Time consuming to handle an input file of size 2.7GB?

Hi. I have an input .txt file of size 2.7GB and a simple piece of code to process it as the following. Here, my goal is to create two different files based on this input file, with names inputSeqs.fasta and inputMeta.tsv. The thing is, it takes a rather long time to run.

with open("./ena_embl-covid19_20210107-0806.txt") as f:
line = f.readline()
while line != “”:
if line[:2] == “ID”:
strainNameIDLst.append(line[2:].strip()[:8])
elif line[:2] == “DT”:
samplingDateLst.append(line[2:].strip()[:11])
elif line[:2] == “SQ”:
lineLst = line.split(" “)
tmpLst =
for item in lineLst:
if item.isdigit():
tmpLst.append(int(item))
seqLengthLst.append(tmpLst[0])
aCountsLst.append(tmpLst[1])
cCountsLst.append(tmpLst[2])
gCountsLst.append(tmpLst[3])
tCountsLst.append(tmpLst[4])
crrtSeq = “”
line = f.readline().strip()
while line !=”//": # need to test this point here
crrtSeq += line
line = f.readline().strip()
seqsLst.append(crrtSeq)
elif line[:2] == “DE”:
line = f.readline()
countryLst.append(line[2:].strip().split("/")[2])
hostLst.append(line[2:].strip().split("/")[1])

I was wondering, is there a better way to handle it? Many thanks.

After running the above code, the process finally returns, as the following message indicates.

Process returned -9 (0x-9) execution time : 1747.012 s
Close this window to continue…
(base) Lucys-MacBook-Pro:~ lucy$

So, what is the meaning of it?

It is normal for the processing of such a large file to take time. Without complete code, it’s hard to tell how to do better (and the indentation is mangled, not sure why).

You might want to try running your code with PyPy or numba.

1 Like

Hi bsn,

(By the way, do you have a name you would rather be referred to instead
of “bsn”?)

You say “it takes a rather long time to run”, but we don’t know what you
consider a long time to process a 2.7GB file. A minute? Five minutes? An
hour? A day?

I expect that processing time here is dominated by the speed of your
file I/O. If you are reading a file on a network drive, the speed you
can read it is limited by the slower of the network speed and the
storage speed at the back end.

Worst case: you are reading from a really slow DVD-ROM drive on a
network drive over slow and unreliable wireless. Best case, a really
fast SSD on the local machine.

If you have the option, move the file to the fastest local drive on the
fastest computer you have, and run the code on that computer.

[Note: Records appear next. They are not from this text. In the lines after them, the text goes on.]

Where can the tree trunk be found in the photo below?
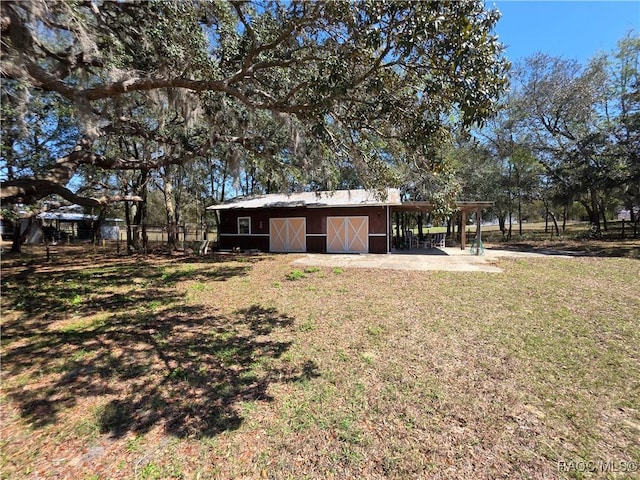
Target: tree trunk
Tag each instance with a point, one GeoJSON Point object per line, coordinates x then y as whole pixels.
{"type": "Point", "coordinates": [595, 214]}
{"type": "Point", "coordinates": [519, 216]}
{"type": "Point", "coordinates": [19, 238]}
{"type": "Point", "coordinates": [172, 221]}
{"type": "Point", "coordinates": [603, 212]}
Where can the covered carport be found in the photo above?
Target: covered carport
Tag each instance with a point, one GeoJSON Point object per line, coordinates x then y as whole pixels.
{"type": "Point", "coordinates": [466, 209]}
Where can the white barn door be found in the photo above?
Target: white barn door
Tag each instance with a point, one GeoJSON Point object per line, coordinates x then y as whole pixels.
{"type": "Point", "coordinates": [288, 234]}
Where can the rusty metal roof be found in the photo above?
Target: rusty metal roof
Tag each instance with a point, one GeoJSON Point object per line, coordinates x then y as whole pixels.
{"type": "Point", "coordinates": [337, 198]}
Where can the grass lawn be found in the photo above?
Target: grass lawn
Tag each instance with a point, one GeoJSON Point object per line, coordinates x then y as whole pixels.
{"type": "Point", "coordinates": [244, 367]}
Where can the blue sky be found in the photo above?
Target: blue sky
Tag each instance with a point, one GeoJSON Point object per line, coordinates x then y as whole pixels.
{"type": "Point", "coordinates": [570, 29]}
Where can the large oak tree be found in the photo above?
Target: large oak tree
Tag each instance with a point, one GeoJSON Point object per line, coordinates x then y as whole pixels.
{"type": "Point", "coordinates": [180, 78]}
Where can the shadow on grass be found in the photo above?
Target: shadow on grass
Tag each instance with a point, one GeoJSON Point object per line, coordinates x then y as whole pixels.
{"type": "Point", "coordinates": [44, 294]}
{"type": "Point", "coordinates": [138, 357]}
{"type": "Point", "coordinates": [181, 368]}
{"type": "Point", "coordinates": [584, 248]}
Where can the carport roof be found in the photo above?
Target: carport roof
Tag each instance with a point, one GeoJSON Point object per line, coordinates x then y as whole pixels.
{"type": "Point", "coordinates": [337, 198]}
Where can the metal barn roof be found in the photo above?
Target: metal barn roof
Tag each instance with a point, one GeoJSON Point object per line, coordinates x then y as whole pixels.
{"type": "Point", "coordinates": [337, 198]}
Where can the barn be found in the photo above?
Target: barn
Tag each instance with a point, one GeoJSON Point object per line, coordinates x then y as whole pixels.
{"type": "Point", "coordinates": [342, 221]}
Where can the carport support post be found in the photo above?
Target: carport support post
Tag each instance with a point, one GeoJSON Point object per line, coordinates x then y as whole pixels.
{"type": "Point", "coordinates": [463, 228]}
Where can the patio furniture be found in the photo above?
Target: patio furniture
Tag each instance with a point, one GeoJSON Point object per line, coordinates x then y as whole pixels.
{"type": "Point", "coordinates": [438, 240]}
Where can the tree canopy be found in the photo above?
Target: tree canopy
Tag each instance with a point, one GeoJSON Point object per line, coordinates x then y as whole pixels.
{"type": "Point", "coordinates": [295, 89]}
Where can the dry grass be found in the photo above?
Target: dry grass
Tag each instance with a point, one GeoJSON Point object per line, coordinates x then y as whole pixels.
{"type": "Point", "coordinates": [239, 367]}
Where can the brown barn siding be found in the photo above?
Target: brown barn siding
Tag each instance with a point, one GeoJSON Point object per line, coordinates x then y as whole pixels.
{"type": "Point", "coordinates": [316, 223]}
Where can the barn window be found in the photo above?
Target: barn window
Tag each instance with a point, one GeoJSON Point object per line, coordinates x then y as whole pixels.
{"type": "Point", "coordinates": [244, 225]}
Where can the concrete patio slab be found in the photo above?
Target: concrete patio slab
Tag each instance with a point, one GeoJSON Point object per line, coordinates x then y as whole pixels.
{"type": "Point", "coordinates": [444, 259]}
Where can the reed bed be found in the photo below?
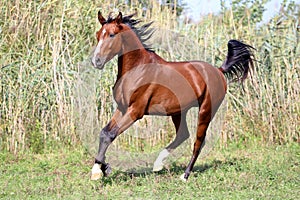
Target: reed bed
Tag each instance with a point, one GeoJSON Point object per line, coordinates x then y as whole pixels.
{"type": "Point", "coordinates": [50, 95]}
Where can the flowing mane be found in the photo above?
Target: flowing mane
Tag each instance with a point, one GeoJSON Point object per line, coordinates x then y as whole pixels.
{"type": "Point", "coordinates": [143, 32]}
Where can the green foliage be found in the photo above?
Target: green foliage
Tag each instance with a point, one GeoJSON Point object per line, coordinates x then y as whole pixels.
{"type": "Point", "coordinates": [50, 95]}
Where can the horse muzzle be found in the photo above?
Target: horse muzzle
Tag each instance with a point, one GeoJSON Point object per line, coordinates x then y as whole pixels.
{"type": "Point", "coordinates": [98, 62]}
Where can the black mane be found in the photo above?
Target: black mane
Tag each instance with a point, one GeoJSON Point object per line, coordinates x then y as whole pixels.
{"type": "Point", "coordinates": [143, 32]}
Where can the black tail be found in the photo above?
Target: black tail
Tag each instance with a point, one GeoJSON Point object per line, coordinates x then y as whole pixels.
{"type": "Point", "coordinates": [239, 61]}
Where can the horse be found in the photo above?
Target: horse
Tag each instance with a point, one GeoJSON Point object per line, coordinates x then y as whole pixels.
{"type": "Point", "coordinates": [146, 84]}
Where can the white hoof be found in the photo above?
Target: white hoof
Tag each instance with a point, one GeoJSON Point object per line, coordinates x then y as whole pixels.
{"type": "Point", "coordinates": [96, 176]}
{"type": "Point", "coordinates": [96, 172]}
{"type": "Point", "coordinates": [182, 178]}
{"type": "Point", "coordinates": [158, 167]}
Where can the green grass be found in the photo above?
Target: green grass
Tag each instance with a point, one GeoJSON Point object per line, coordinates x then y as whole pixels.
{"type": "Point", "coordinates": [251, 172]}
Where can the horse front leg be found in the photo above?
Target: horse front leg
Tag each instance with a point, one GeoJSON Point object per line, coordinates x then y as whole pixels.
{"type": "Point", "coordinates": [106, 137]}
{"type": "Point", "coordinates": [115, 127]}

As far as your code goes, it mostly looks reasonable to me, except for
one part that could be excessively slow. This part:

crrtSeq = ""
line = f.readline().strip()
while line !="//":       # need to test this point here
    crrtSeq += line
    line = f.readline().strip()
seqsLst.append(crrtSeq)

Repeated string concatenation like that can sometimes be very slow. It’s
hard to tell whether this is a problem for you, but just in case, I
would re-write it to this:

crrtSeq = []
line = f.readline().strip()
while line !="//":       # need to test this point here
    crrtSeq.append(line)
    line = f.readline().strip()
seqsLst.append(''.join(crrtSeq))

This may or may not make any difference, but it shouldn’t be slower and
it might be faster.

1 Like

Thank you for your kind reply. You may refer me by Lucy by the way.

Hi Lucy,

Did you try the changes I suggested, and did they make a difference?

Regards,

Steve

1 Like

Hi, I tried what you suggested and it worked well. My file is of size 2.8GB, and it runned for like 28.95 miniutes. Not very amazing currently. :wink:

Can you run this simple script over your file? This will tell you
roughly how much of that 30 minutes is being taken from reading the
file.

import time
filename = "<path to your file goes here>"
t = time.time()
with open(filename, 'r') as f:
    for count, line in enumerate(f, 1):
        pass
t = time.time() - t
print("Lines:", count)
print("Minutes:", t/60)

Short of moving the file to a faster disk, that’s pretty much the
minimum time it takes to read the file. There’s not really anything you
can do to speed that up except to get a faster disk or a smaller file.

Depending on the difference between that time and the 30 minutes you are
getting, it might be worth spending some more effort on improving your
code.

1 Like

Lines: 39879168 Minutes: 0.11047803163528443

[Finished in 6.677s]

Well, that was certainly faster than I expected. Six seconds to read a 3
GB file. Are you using an SSD?

I’ll have another look at your file processing code when I get a chance.